Personal information
- Full name: Sylvia Poll Ahrens
- Nationality: Costa Rican
- Born: September 24, 1970 (age 55) Managua, Nicaragua
- Height: 1.92 m (6 ft 4 in)
- Weight: 75 kg (165 lb)

Sport
- Sport: Swimming
- Strokes: Freestyle, backstroke

Medal record
Women's swimming
Representing Costa Rica
Olympic Games
| Silver medal – second place | 1988 Seoul | 200 m freestyle |
Pan Pacs
| Bronze medal – third place | 1991 Edmonton | 100 m backstroke |
Pan Am Games
| Gold medal – first place | 1991 Havana | 100 m backstroke |
| Gold medal – first place | 1987 Indianapolis | 100 m freestyle |
| Gold medal – first place | 1987 Indianapolis | 200 m freestyle |
| Gold medal – first place | 1987 Indianapolis | 100 m backstroke |
| Silver medal – second place | 1987 Indianapolis | 50 m freestyle |
| Silver medal – second place | 1987 Indianapolis | 200 m backstroke |
| Silver medal – second place | 1987 Indianapolis | 4x200 m freestyle |
| Bronze medal – third place | 1987 Indianapolis | 4x100 m freestyle |
| Bronze medal – third place | 1987 Indianapolis | 4x100 m medley |

= Silvia Poll =

Costa Rican swimmer (born 1970)

Sylvia Úrsula Poll Ahrens (born September 24, 1970 in Managua, Nicaragua) is an Olympic medalist and a national record holding swimmer from Costa Rica. At the 1988 Olympics, she won Costa Rica's first Olympic medal, when she garnered the silver in the women's 200 free. As of 2025, she and her younger sister Claudia are Costa Rica's only Olympic medalists. Sylvia also swam for Costa Rica at the 1992 Summer Olympics.

She also won a total number of 8 medals at the 1987 Pan American Games; and 2 of her times from those Games still stand as Costa Rican Records in 2009 (100 free and 100 back).

Poll was born in Managua, Nicaragua. Her parents were Germans and they settled in Nicaragua where Sylvia and her younger sister Claudia were born. After the 1972 Nicaragua earthquake and rising political tensions, Sylvia's parents decided to move south to Costa Rica only shortly after Claudia's birth. She, her sister Claudia, and their mother are not related to Marlene Ahrens, another Olympic athlete and medalist and another Latin American-born daughter of German settlers.

Sylvia Poll is a famous backstroker and freestyle swimmer for Costa Rica, who won the silver medal in the Swimming at the 1988 Summer Olympics Women's 200 meter freestyle at the 1988 Summer Olympics in Seoul, South Korea.

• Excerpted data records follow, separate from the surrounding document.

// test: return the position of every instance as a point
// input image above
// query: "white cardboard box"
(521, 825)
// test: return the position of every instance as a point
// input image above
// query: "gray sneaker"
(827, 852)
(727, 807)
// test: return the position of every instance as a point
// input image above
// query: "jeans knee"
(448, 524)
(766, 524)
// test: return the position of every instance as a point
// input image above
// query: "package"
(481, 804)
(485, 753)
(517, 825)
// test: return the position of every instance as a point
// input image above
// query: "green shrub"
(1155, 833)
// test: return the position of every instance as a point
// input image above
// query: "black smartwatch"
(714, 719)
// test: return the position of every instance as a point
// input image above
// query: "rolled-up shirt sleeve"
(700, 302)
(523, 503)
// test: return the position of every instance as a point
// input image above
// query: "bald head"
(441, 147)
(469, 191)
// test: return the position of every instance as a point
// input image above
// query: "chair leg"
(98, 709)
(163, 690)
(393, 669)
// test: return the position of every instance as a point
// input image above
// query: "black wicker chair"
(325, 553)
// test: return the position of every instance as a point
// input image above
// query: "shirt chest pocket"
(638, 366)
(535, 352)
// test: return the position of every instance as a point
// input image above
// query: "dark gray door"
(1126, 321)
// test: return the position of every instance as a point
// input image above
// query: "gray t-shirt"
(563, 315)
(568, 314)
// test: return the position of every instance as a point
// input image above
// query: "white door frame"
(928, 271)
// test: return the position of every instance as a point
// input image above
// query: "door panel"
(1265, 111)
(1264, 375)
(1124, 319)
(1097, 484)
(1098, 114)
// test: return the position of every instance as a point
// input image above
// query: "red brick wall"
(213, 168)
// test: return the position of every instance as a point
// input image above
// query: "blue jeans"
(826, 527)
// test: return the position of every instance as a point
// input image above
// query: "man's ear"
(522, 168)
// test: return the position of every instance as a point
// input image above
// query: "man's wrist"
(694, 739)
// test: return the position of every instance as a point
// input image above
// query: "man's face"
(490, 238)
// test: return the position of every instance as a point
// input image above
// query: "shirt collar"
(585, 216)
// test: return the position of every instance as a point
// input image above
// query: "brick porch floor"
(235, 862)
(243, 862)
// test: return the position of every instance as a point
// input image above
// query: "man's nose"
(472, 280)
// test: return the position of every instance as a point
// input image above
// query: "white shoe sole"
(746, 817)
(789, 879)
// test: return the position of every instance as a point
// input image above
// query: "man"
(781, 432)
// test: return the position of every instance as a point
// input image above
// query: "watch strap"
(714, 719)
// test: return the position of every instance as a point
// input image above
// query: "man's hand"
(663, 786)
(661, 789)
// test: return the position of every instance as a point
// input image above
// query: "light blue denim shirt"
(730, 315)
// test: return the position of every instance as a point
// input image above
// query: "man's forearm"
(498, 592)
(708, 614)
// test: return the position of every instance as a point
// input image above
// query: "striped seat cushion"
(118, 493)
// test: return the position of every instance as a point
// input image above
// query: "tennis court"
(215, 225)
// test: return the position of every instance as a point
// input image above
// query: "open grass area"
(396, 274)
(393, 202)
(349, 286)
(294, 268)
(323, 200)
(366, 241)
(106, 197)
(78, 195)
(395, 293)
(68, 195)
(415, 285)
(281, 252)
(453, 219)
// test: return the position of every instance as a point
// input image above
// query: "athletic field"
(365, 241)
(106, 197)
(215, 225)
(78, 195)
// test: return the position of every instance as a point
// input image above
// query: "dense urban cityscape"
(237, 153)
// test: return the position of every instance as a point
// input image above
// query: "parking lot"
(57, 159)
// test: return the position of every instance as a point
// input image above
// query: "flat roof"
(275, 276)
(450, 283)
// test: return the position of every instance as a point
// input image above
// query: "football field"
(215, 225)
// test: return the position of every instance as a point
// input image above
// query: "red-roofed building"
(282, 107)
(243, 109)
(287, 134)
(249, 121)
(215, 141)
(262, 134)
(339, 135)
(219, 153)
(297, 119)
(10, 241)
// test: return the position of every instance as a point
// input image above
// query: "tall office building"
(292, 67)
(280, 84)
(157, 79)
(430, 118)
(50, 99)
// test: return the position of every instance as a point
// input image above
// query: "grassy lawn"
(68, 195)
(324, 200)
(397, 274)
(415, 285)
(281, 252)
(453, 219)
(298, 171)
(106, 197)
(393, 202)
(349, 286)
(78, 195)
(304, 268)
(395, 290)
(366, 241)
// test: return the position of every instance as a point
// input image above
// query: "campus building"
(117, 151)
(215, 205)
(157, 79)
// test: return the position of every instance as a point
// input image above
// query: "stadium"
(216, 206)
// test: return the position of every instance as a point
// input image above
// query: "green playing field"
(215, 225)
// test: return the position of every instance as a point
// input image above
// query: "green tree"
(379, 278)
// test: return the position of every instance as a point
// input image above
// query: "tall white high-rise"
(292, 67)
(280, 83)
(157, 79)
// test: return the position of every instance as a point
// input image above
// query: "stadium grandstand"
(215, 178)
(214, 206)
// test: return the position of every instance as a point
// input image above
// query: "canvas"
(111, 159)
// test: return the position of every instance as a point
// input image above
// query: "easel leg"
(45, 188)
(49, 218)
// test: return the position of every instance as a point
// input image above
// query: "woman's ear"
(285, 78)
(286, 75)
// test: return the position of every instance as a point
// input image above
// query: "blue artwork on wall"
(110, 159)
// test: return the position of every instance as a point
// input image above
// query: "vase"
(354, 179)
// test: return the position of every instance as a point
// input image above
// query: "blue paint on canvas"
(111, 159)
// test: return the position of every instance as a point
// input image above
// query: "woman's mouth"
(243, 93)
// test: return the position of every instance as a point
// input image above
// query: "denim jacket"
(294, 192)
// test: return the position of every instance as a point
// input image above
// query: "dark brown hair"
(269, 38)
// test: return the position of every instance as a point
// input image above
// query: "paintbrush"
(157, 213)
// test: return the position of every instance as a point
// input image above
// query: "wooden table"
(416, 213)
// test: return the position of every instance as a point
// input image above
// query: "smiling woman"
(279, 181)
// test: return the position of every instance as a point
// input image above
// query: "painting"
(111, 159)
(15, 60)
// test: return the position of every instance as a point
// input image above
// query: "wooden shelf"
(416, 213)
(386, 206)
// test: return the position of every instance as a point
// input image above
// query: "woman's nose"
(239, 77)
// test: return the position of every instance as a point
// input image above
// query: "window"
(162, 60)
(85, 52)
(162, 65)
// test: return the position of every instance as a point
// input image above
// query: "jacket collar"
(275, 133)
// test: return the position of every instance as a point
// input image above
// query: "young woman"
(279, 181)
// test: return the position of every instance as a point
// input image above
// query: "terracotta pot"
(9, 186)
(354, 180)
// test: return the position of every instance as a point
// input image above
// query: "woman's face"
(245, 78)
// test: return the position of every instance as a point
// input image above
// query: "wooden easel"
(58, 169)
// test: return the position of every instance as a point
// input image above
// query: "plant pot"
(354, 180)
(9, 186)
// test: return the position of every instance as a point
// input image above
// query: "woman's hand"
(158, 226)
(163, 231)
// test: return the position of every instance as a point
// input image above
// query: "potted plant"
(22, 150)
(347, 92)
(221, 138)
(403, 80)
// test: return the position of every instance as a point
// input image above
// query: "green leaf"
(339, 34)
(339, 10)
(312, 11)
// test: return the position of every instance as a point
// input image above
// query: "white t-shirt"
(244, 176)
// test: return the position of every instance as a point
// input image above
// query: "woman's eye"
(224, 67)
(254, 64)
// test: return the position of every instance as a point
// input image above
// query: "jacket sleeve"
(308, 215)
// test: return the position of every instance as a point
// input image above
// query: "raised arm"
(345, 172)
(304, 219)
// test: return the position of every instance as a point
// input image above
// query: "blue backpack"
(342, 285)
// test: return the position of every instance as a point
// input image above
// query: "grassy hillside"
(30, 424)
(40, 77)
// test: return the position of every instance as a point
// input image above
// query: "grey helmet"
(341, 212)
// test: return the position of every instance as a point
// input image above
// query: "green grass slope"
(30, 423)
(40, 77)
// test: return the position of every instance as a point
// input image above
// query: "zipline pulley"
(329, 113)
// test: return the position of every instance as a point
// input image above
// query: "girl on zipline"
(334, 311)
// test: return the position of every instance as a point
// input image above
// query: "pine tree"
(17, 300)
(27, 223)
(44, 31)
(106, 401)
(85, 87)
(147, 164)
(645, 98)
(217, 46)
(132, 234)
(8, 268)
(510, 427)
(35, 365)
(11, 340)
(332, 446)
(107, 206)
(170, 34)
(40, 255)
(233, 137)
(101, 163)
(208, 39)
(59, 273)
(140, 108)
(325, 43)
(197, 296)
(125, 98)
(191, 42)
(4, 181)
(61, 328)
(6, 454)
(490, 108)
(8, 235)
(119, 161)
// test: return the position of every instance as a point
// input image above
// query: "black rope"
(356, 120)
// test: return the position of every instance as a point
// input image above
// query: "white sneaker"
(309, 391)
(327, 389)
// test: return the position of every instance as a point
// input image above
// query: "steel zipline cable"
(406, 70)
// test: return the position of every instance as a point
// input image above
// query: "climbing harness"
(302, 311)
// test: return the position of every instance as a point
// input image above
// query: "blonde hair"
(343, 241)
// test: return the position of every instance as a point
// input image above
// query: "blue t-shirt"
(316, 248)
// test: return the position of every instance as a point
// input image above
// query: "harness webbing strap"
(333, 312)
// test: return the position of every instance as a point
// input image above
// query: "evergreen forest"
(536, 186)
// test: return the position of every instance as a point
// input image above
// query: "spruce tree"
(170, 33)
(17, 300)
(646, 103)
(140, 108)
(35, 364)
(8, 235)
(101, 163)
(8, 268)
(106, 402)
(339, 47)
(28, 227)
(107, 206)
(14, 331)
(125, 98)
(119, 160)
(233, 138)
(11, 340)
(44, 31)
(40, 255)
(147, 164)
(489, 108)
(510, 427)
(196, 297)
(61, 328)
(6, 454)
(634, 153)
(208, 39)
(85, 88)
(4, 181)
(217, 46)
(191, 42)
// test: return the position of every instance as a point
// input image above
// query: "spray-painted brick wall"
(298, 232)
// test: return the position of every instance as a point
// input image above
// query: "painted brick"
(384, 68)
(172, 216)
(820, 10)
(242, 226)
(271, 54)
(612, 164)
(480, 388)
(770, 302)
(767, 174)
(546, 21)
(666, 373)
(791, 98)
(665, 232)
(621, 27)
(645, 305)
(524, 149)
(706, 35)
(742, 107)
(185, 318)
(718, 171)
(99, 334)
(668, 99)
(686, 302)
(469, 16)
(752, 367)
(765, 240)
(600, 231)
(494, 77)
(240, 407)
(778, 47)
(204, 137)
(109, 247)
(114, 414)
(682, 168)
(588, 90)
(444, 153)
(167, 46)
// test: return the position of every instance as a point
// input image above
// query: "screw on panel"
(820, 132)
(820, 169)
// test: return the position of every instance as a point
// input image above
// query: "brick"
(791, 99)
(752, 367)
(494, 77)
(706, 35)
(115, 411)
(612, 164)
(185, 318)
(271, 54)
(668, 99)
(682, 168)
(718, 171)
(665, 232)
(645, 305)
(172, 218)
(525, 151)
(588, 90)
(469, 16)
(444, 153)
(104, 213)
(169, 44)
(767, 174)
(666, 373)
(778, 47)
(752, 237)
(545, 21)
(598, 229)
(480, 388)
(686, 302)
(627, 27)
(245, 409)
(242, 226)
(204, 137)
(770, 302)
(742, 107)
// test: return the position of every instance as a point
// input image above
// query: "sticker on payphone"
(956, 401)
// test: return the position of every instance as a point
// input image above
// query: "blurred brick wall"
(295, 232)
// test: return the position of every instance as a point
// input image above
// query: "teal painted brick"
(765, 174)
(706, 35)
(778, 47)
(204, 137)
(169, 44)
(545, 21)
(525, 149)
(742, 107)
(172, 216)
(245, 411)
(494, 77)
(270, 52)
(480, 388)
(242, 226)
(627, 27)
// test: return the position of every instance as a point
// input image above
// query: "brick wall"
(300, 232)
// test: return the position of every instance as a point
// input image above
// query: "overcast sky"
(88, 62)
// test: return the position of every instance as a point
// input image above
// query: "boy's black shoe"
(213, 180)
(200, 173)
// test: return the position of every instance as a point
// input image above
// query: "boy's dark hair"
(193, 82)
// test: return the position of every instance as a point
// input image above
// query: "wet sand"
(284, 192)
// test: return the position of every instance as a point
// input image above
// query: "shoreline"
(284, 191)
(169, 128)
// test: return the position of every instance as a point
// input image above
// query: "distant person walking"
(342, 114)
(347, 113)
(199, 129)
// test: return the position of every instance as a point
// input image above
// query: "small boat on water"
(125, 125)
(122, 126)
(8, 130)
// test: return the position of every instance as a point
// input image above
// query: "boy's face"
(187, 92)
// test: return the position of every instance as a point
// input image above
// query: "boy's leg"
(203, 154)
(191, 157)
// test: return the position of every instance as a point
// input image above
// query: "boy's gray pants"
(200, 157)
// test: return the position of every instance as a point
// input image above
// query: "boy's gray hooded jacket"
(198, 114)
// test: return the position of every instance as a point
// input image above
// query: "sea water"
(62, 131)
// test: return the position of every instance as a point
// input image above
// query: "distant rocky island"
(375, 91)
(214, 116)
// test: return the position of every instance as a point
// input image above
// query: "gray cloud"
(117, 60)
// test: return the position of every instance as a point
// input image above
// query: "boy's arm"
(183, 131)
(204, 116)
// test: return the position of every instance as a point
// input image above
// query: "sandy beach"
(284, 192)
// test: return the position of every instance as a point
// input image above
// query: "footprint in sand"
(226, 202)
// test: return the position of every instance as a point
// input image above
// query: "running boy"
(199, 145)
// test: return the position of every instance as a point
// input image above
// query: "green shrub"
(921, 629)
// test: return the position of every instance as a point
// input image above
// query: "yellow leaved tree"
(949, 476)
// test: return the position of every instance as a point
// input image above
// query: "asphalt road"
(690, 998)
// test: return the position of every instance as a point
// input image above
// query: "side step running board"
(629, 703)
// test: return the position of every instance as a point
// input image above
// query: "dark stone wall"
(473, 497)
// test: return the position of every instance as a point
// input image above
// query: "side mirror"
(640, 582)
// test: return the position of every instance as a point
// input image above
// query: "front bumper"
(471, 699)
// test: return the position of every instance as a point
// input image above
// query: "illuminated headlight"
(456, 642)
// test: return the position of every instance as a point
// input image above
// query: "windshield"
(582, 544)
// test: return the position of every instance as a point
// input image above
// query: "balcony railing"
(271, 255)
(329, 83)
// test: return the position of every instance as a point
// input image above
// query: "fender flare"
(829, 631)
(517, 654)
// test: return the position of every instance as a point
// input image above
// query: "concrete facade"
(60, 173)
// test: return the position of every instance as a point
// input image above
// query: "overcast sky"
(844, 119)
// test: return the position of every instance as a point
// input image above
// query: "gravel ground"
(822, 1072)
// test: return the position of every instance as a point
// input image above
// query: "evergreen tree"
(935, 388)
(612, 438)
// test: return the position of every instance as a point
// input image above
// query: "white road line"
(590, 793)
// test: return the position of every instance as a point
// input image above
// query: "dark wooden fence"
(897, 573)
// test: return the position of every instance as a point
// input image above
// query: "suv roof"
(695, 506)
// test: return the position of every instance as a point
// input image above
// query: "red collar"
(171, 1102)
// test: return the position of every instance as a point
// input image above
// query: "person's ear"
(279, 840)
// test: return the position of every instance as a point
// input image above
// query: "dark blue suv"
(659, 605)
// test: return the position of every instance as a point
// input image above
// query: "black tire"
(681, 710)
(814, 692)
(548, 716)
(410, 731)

Her silver medal was the first medal ever for a Costa Rican athlete.

At the 1986 Central American and Caribbean Games she set the Games Records in the women's 200 and 400 frees (2:02.80 and 4:17.98). Both records would last 20 years, until her sister Claudia bettered the times at the 2006 Games. Also at the '86 CACs, Silvia set the Games Record in the 100 m and 200 m backstroke (1:04.43, 2:19.32) that also stood until 2006.

Sylvia Poll is now a member of the ‘Champions for Peace’ club, a group of 54 famous elite athletes committed to serving peace in the world through sport, created by Peace and Sport, a Monaco-based international organization.